Talk About Slow Food

We keep a small vegetable garden. This year, we have 18 square feet planted with lettuce, carrots, peas, beans, scarlet runner beans, peppers, basil, parsley, cucumbers, lima beans, small watermelon, and small cantaloupe. We also have seven or eight tomato plants in grow bags. The vegetable garden doesn't really produce much, at least it hasn't in the last three years, and with our CSA membership, it's kind of unnecessary. I guess I keep doing it because I want to keep us in the habit so that when we have our own house, I can grow a bigger and more productive garden. It's also kind of fun and helps keep Duncan connected to the earth in between our weekly visits to the farm. He's proud that the lima bean he started at school from a seed is growing like a weed, and he likes to eat lettuce right out of the ground. Even if we ate nothing, I would think it was a useful exercise.

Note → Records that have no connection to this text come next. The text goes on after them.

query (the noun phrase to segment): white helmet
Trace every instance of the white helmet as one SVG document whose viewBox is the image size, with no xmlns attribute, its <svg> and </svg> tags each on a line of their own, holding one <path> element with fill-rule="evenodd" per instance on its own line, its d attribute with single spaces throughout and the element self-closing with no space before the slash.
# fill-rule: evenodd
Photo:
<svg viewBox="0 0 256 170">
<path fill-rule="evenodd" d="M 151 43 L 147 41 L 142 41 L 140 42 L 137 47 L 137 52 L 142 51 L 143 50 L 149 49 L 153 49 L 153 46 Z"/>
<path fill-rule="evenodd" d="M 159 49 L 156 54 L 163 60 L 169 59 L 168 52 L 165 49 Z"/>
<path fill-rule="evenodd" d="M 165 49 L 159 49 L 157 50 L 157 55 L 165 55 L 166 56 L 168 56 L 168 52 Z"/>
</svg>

One interesting and annoying feature of our house is its lack of outdoor spigots. I have to water everything by hand, with watering cans filled at the kitchen sink. Since we're in the middle of a heat wave, I have to water every day. It takes eight watering cans to water everything:  vegetable boxes, flowers in pots and barrels, hanging basket, shade garden. I am embracing the fact that it takes me 4 trips in and out of the house to water everything; I'm thinking of it as extra exercise. I wouldn't mind if if cooled down by 30 degrees and rained every fourth or fifth day, but in the meantime, as long as I keep up the watering can routine, the plants are loving the heat wave. I hope it's really worth it because that is some seriously slow food.